Star: Astaire over Kelly. As usual. (Stop that. You know it's true. There's no point in contesting it.)
Co-star: Cyd Charisse slam-dunks the ever-annoying Debbie Reynolds (herself a major overall factor in SITR's loss to TBW), but herself gets trounced by Jean Hagen (best squeaky virago ever). A draw.
Supporting: Jack Buchanan, Oscar Levant, and Nanette Fabray triple-team Donald O'Connor (in his defining and best screen performance) and edge out a victory.
Choreography: Kelly and O'Connor (under Kelly's direction) hoof up a storm, just outdoing Astaire and Charisse. Kelly's title track number over Astaire/Charisse's Dancing In The Dark, although the latter is the best duet Astaire's done since Night and Day with Ginger Rogers, and is itself a textbook to economy, style, and subtlety in choreography.
Music: Dietz and Schwartz over Freed and Brown. Despite Louisiana Hayride being a kitsch feature almost unparalleled in MGM musical history.
Book: Comden and Green's TBW ties Comden and Green's SITR.
Finale: Girl Hunt Ballet over Broadway Rhythm Ballet. By a mile. The former is tongue-in-cheek, visually-engaging despite its smaller scale, and imaginatively-choreographed. The latter a bit obvious and, in typical Kelly style, a little heavy-handed in its inclusion of "serious", "dramatic" elements. Cyd Charisse too, too hot in both, of course.

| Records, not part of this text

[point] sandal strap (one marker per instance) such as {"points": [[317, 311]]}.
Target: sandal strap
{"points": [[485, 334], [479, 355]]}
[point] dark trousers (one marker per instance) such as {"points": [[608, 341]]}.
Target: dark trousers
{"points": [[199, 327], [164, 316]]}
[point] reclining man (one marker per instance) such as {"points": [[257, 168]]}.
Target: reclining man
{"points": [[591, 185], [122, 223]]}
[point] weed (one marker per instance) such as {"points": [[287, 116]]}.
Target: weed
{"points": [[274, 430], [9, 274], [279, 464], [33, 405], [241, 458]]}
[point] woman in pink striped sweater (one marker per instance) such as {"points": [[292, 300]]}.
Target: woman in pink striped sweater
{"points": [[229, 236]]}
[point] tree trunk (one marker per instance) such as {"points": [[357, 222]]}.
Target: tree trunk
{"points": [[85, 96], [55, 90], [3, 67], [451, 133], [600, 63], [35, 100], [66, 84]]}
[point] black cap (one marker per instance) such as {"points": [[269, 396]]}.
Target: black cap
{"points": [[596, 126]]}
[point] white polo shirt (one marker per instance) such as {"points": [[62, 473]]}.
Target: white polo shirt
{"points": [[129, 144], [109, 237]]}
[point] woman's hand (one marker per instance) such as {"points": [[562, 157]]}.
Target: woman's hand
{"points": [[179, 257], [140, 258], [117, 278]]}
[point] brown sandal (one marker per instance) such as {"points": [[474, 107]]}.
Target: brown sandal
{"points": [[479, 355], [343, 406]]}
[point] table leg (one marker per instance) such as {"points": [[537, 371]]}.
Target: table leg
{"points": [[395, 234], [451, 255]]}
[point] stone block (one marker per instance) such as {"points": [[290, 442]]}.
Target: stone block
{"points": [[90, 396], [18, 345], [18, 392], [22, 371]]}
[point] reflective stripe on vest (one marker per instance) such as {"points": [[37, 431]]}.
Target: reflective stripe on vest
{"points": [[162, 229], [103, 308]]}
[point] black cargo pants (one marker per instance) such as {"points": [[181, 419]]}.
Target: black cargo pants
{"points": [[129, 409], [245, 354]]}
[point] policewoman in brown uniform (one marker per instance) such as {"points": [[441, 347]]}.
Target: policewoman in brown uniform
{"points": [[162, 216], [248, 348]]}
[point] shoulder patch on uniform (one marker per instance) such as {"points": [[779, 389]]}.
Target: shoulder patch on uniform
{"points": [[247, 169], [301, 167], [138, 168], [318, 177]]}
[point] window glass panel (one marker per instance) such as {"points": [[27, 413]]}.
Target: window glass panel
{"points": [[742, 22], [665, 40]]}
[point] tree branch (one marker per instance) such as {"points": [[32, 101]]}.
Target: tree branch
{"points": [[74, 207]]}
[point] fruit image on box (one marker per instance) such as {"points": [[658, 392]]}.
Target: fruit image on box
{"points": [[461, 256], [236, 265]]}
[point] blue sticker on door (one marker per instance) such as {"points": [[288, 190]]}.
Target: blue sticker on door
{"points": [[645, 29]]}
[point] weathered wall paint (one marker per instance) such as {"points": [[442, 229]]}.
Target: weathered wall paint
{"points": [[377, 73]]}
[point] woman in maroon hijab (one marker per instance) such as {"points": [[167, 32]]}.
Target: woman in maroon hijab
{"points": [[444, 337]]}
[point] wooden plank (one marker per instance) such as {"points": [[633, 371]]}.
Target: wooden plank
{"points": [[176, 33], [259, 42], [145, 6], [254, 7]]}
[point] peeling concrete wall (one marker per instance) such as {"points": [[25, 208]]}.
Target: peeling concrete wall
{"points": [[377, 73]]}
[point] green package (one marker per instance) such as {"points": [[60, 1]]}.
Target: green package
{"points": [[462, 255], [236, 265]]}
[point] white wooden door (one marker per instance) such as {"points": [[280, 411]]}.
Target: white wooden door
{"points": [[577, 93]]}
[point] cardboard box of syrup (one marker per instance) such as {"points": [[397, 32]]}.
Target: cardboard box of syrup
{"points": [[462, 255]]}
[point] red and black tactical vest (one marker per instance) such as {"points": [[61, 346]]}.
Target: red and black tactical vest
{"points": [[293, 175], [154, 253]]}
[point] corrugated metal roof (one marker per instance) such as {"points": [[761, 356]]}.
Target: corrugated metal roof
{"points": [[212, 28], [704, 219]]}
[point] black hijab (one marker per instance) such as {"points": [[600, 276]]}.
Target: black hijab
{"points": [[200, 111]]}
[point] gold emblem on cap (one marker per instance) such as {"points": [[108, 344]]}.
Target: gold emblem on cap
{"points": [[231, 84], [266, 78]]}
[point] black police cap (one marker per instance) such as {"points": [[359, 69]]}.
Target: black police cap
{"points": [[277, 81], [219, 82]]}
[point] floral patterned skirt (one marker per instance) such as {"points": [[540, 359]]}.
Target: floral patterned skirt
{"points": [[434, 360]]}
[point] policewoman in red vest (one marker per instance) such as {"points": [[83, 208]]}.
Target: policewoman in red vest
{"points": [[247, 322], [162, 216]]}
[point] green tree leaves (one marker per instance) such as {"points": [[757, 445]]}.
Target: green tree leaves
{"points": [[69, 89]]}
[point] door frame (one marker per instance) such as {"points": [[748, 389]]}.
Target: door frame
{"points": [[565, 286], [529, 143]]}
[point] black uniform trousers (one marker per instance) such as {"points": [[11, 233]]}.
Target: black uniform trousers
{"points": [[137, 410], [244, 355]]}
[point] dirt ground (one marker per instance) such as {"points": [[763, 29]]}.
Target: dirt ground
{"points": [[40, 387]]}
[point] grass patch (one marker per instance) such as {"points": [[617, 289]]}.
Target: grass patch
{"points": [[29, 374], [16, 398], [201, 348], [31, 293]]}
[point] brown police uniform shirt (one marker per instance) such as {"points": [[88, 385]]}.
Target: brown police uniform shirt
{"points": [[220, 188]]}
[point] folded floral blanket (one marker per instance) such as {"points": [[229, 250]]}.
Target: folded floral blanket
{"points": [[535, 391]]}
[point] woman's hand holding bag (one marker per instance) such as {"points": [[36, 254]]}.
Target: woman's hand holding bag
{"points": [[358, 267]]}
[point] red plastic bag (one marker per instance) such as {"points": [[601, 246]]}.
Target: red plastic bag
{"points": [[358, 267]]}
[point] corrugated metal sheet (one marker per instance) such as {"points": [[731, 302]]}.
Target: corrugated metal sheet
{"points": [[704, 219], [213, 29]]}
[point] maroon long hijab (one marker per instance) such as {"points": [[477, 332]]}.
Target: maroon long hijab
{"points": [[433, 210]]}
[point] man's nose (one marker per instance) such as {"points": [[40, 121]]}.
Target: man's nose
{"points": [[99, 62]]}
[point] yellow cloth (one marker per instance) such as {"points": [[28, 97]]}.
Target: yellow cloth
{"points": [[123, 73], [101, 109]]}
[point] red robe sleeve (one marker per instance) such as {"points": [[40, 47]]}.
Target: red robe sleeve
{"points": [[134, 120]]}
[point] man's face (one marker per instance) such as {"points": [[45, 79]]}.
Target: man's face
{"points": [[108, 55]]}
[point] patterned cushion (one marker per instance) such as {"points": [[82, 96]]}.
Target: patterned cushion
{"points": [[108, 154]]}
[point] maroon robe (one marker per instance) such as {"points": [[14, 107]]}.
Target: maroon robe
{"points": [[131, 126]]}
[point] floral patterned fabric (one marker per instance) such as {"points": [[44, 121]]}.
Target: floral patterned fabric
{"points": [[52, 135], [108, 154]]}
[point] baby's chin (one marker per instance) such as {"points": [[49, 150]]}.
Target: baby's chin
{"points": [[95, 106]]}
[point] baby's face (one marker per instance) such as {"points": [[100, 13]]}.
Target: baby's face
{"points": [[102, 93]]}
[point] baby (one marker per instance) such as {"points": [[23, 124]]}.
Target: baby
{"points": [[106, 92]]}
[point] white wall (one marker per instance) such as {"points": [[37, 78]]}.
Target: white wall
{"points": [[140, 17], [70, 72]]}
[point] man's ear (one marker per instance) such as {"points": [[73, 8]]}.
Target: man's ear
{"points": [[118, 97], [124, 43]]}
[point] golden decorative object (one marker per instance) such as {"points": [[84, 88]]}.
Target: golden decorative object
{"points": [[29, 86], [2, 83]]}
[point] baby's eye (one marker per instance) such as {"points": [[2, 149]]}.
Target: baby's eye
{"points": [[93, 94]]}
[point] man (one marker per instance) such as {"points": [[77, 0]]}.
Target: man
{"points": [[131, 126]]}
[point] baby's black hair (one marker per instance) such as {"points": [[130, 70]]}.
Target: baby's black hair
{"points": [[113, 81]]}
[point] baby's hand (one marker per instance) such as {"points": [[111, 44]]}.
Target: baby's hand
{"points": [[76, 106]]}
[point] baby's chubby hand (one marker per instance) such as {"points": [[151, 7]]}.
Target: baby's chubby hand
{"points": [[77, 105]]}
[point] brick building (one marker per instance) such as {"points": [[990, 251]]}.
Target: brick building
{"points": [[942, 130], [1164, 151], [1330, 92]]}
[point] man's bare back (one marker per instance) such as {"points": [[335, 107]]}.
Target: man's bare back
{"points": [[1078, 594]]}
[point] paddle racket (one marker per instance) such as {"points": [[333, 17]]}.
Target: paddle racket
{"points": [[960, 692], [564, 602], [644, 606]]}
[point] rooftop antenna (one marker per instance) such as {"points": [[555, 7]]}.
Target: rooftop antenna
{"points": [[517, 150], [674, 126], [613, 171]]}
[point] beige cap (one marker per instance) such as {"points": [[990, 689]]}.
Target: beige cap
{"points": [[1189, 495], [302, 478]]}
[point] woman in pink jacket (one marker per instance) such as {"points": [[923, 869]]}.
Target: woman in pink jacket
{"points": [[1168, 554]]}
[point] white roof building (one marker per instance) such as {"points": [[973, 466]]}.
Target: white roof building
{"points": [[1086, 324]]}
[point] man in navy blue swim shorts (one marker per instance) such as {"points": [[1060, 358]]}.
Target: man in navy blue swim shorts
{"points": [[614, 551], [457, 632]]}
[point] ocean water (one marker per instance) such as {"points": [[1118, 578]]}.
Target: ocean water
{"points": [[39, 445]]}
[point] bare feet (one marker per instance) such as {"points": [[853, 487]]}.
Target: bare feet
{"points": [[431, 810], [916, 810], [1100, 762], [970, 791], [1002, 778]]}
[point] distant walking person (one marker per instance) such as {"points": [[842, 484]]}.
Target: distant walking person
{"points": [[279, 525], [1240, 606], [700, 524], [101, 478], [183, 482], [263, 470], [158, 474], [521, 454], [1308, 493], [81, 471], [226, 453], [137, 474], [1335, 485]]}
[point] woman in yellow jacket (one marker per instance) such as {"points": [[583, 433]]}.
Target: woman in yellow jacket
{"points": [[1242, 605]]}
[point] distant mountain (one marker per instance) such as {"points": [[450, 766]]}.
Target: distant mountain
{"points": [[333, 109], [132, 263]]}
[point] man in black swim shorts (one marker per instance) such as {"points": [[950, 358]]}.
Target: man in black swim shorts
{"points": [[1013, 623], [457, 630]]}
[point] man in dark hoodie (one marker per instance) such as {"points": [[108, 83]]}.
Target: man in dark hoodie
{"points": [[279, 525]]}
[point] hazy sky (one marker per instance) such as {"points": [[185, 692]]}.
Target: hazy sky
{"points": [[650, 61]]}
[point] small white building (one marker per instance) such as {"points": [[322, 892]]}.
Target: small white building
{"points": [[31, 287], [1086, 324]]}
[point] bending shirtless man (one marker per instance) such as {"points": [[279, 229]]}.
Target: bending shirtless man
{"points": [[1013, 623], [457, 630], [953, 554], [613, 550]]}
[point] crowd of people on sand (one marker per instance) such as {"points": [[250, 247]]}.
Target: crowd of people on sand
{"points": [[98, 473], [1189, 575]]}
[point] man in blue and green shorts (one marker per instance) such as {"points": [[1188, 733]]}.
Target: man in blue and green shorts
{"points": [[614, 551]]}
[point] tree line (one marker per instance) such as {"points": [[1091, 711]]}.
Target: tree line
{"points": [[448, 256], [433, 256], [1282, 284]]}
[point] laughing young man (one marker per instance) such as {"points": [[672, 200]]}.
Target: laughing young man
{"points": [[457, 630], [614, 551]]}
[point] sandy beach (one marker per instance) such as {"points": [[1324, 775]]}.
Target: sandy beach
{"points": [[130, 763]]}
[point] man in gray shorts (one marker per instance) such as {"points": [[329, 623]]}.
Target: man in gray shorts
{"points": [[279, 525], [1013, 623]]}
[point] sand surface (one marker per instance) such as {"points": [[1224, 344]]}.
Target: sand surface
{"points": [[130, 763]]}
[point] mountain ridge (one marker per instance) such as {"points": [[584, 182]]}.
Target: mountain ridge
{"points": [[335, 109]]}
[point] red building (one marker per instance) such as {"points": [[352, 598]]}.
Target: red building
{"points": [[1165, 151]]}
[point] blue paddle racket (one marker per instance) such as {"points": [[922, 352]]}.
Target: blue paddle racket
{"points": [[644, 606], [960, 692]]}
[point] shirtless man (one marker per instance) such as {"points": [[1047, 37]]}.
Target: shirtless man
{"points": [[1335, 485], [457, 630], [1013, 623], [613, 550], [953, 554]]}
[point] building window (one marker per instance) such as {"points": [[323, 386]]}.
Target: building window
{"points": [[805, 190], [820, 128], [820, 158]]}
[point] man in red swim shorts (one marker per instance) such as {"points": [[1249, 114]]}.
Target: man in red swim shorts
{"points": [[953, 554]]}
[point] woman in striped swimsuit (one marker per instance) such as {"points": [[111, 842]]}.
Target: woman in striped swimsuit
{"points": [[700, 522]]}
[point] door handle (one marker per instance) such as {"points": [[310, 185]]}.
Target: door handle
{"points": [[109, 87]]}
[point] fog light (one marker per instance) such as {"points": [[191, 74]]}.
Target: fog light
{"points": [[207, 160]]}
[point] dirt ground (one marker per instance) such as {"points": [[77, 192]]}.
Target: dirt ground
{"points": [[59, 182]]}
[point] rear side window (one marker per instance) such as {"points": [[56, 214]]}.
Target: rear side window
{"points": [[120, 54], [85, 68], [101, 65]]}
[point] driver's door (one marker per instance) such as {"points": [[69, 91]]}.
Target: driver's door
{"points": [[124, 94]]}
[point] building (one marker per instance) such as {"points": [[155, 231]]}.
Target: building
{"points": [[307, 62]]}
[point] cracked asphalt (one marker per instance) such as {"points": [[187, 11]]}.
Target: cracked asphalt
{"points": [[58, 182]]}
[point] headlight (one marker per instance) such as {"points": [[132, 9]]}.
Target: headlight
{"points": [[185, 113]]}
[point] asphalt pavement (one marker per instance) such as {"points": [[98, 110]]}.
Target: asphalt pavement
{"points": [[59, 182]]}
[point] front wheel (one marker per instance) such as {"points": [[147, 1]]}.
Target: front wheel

Overall: SITR lights up in the Hagen-Kelly sparring and O'Connor's zinging bits, as well as in the "early days of talkies" bits and the proto-postmodernism of the Beautiful Girls sequence, but Debbie Reynolds and the love interest numbers cause the film to drag and buckle. TBW, by contrast, hums throughout, going from strength to strength: Buchanan's God of the The-ah-tuh role, Levant as Levant, Astaire's wistful By Myself, Triplets (why no Hoops?), the disaster that is the Damnation Scene, Astaire and Buchanan, signifiers for "class", soft-shoeing on I Guess I'll Have To Change My Plan. An uninterruptedly-enjoyable movie, from start to finish.
So, there you have it. See The Band Wagon. Become a TBW fanatic. It's that simple.